Yoshi tidak sempat memikirkan kertas undangan pengambilan raport, tatkala mama menelponnya dengan suara tersengal-sengal. Waktu mama bilang dadanya terasa sesak, Yoshi langsung dilanda panik luar biasa. Raut wajahnya seketika keruh. Yoshi langsung mengabaikan sekelilingnya detik itu juga dan berkali-kali hanya bisa menatap jarum jam yang entah bagaimana terasa sangat lamban. Tapi untungnya, bel pulang berbunyi nggak lama kemudian. Anak itu langsung bergegas ke apotek dekat sekolah buat membeli ventolin inhaler untuk mama.
Belakangan ini, Asma akut mama memang sering kambuh, dan karenanya Yoshi nggak bisa tidur dengan nyenyak. Tiap tengah malam, anak itu sering diam-diam masuk ke kamar mama dan menghabiskan lima belas menit cuma buat menghitung berapa kali mama menarik napas dalam tidurnya. Sambil duduk di lantai sisi ranjang, anak itu seringkali merenung, lalu berakhir menangis.
Yoshi bukan anak yang kuat, tapi selama ini dia selalu berpikir bahwa selagi dirinya masih bisa melihat senyum mama, maka segalanya akan baik-baik saja. Lantas bagaimana jika sosok itu tidak ada lagi dalam hidupnya?
Begitu Yoshi sampai di rumah, dia langsung bergegas ke kamar mama dengan hati yang sarat akan kekhawatiran. Pintu kamar mama terbuka lebar, tapi, di ambang pintu, langkah Yoshi justru tertahan.
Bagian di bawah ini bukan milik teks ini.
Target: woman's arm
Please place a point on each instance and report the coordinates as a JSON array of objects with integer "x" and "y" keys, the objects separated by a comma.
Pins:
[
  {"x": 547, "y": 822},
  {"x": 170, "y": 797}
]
Sesak membuncah di dadanya kala mendapati mama tengah berbaring miring di kasur, menghadap ke arah tembok, sambil sesekali terbatuk dan menarik napas berat.
Yoshi menarik napas, sebelum menelan sesak itu bulat-bulat lalu lintas memberanikan diri melangkah ke arah ranjang. Dia menjatuhkan tasnya ke lantai, hingga menimbulkan bunyi benturan yang membuat mama membalikkan badan.
Wanita itu tersenyum dengan wajahnya yang pucat pasi, mata merah berairnya —akibat batuk terlalu keras untuk waktu yang lama— menatap teduh pada Yoshi, tapi justru bikin dada Yoshi seolah dihujam ratusan belati.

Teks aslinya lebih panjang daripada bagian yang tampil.